Por HELENO SAÑA
No he podido comprender nunca a los hombres que, por principio, no reconocen otro valor que el de la fuerza, el poder o la autoridad, y que por añadidura se mofan de quienes se guían por otros parámetros axiológicos, calificándoles, en el mejor de los casos, de ilusos y soñadores incorregibles. Por supuesto son enemigos irreconciliables de las teorías y movimientos modernos de liberación, de los que sólo registran su dimensión negativa.
Lo primero que habría que señalar en este contexto es que si hemos dejado atrás desde hace tiempo la era de las cavernas y gozamos de ciertas libertades y ciertos derechos, es precisamente porque hubo siempre individuos y grupos humanos que eligieron un sistema superior de valores y consagraron su vida no a postrarse ante el poder —que es lo más fácil y vulgar—, sino a exigir de él justicia y equidad, que es lo que debería hacer toda persona de condición mínimamente recta. A este tipo excelso de individuos pertenecía Hugo Ball, el cual, superada su fase de bohemia dadaísta, llegó a la conclusión de que la única actitud legítima ante la vida es la e elegir voluntariamente lo que él llamaba 'Ohn-Macht', esto es, el 'sin-poder'. Y si cito a este gran escritor hoy olvidado es porque comparto plenamente su criterio.
Por ello considero que lo reaccionario por antonomasia consiste en adorar el poder por el poder, sin siquiera preguntarse lo que es y representa. Si no es correcto combatir el poder a priori y en abstracto, como ha postulado siempre cierto tipo de antiautoritarismo ultra, tampoco es lícito concederle de antemano patente de corso, como suelen hacer los fanáticos del 'law and order' y del palo y tente tieso. Cuando el poder se convierte en la negación de lo justo, la única opción coherente es la de responder con lo que en la terminología hegeliana se denomina 'negación de la negación'. Frente a los eternos beatos del orden por el orden, hay que recordar siempre, con Carlyle, que también la injusticia es otra forma del desorden.
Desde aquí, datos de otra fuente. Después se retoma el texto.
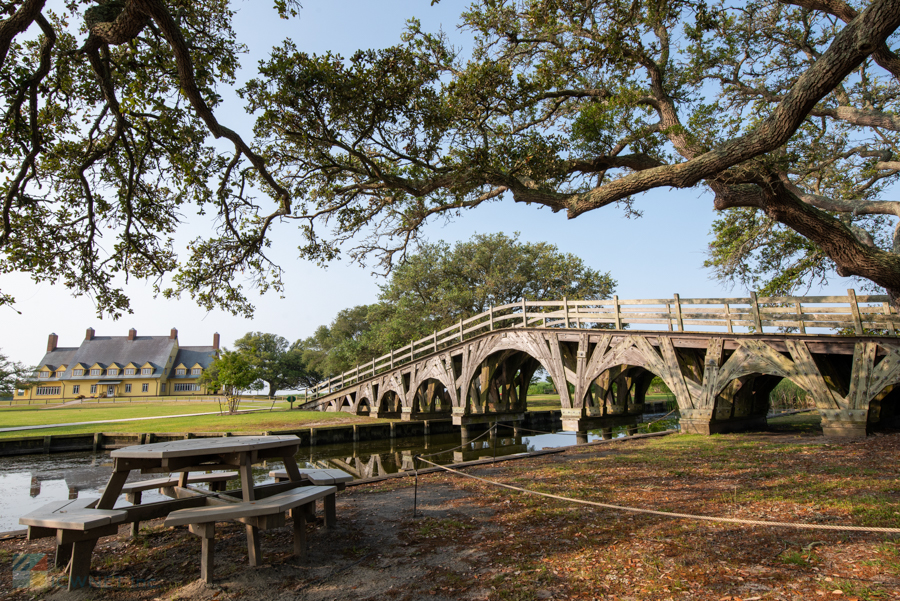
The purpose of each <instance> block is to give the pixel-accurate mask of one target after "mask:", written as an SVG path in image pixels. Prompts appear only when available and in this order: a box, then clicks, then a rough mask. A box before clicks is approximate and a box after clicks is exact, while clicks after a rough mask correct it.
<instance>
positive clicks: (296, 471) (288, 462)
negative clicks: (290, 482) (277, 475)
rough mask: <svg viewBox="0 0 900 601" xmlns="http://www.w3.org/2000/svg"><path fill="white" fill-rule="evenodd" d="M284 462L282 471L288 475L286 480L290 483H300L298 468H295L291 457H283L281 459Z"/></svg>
mask: <svg viewBox="0 0 900 601" xmlns="http://www.w3.org/2000/svg"><path fill="white" fill-rule="evenodd" d="M282 460H283V461H284V469H285V470H286V471H287V473H288V478H290V479H291V481H292V482H299V481H300V468H299V467H297V462H296V461H295V460H294V456H293V455H285V456H284V457H282Z"/></svg>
Si la historia universal ha marchado en aspectos esenciales hacia delante, es porque además del poder establecido ha existido un anti-poder dispuesto a controlarlo y, en caso necesario, derribarlo, sea por medio del Parlamento, las tribunas públicas o la acción de masas. Esta es la dialéctica no sólo de las revoluciones, sino de la democracia burguesa que tenemos hoy. Los fetichistas del 'statu quo' olvidan que fue luchando ferozmente contra el feudalismo y el absolutismo, que la burguesía conquistó el poder que detenta desde hace siglos.
Parecen olvidar también que las propias reglas de juego del sistema político burgués-liberal incluyen a priori el concepto de oposición, sin el cual toda democracia está condenada a momificarse y a convertirse en fuente de corrupción y prepotencia. Y me apresuro a añadir que si el llamado Estado de derecho es cada vez más arbitrario, se debe en gran parte al descenso vertiginoso de la conciencia crítica de la ciudadanía y de las propias clases políticas. Precisamente porque la tendencia congénita del poder es la de desvirtuarse, es necesario controlarlo y mantenerlo a raya. Y eso sólo es posible cuando existen ciudadanos con el suficiente coraje cívico para plantar cara a los que mandan, en vez de arrodillarse ante ellos, como exigen los espíritus retrógrados que cada época y cada país da.
No conozco en todo caso a ningún clásico de la democracia liberal-burguesa que haya omitido señalar, con todo énfasis, que el hombre es por naturaleza libre y que su destino es el de defender a toda costa su libertad. Eso es lo que han dicho John Locke, Rousseau, Kant, Thomas Payne, John Stuart Milll, Henry David Thoreau y demás grandes teóricos modernos de la libertad. Y si saco a relucir estos nombres es porque creo que el 'nuevo orden mundial' implantado y dirigido por Norteamérica se parece cada vez más al desorden al que aludía Carlyle y cada vez menos al modelo político concebido por ellos. Y creo asimismo que la mejor manera de decir que no al presente estado de cosas es la de recordar sus enseñanzas y, apoyados en ellas, luchar contra los mandamases de turno que, por miedo a la libertad, están empeñados en degradar la democracia a una democracia de borregos y para borregos.